Type 1 Diabetes
Previously known as juvenile diabetes. When you have type 1 diabetes, your pancreas stops making insulin. Without insulin, your cells cannot get glucose for energy. Taking insulin will be necessary to allow glucose to enter your cells and keep your blood glucose within a healthy range.
Type 2 Diabetes
Most common form of diabetes. With type 2 diabetes, your body still makes insulin*, however, one or both of the following problems may exist: (1) Cells are insulin resistant (they don't respond well to insulin). (2) The pancreas does not make enough insulin. *Insulin is necessary to move glucose out of the blood stream into the cells to be used for energy.
Before people develop type 2 diabetes, they almost always have "pre-diabetes" - blood glucose levels that are higher than normal but not yet high enough to be diagnosed as diabetes. Recent research has shown that some long-term damage to the body, especially the heart and circulatory system, may already be occurring during pre-diabetes. If you take action to manage your blood glucose when you have pre-diabetes, you can delay or prevent type 2 diabetes from developing.
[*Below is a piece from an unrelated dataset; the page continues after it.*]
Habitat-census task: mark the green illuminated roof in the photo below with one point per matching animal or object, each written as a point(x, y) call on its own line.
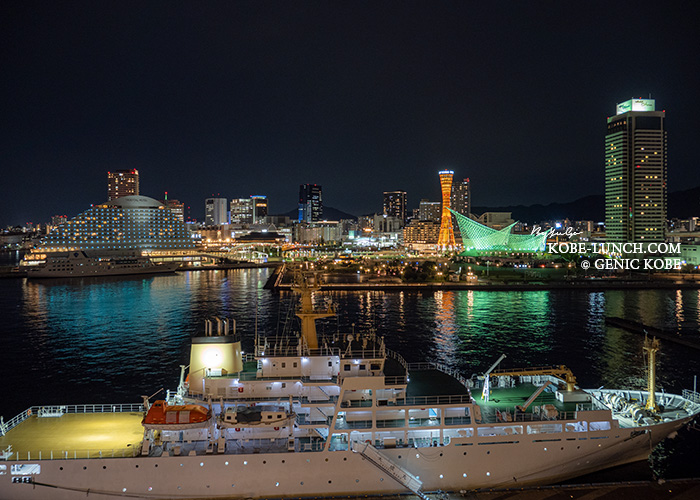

Pregnant women who have never had diabetes before but who have high blood glucose levels during pregnancy are said to have gestational diabetes. Hormones from the placenta help the baby develop. But these hormones also block the action of the mother's insulin in her body. This problem is called insulin resistance. Gestational diabetes starts when your body is not able to make and use all the insulin it needs for pregnancy, leading to high blood glucose levels. Good blood glucose control for the duration of pregnancy and up to delivery is essential for best outcomes. Treatment should start as early as possible. Our diabetes educators, in conjunction with the Sweet Success Diabetes and Pregnancy Program, are here to help you manage your diabetes in a caring and supportive environment.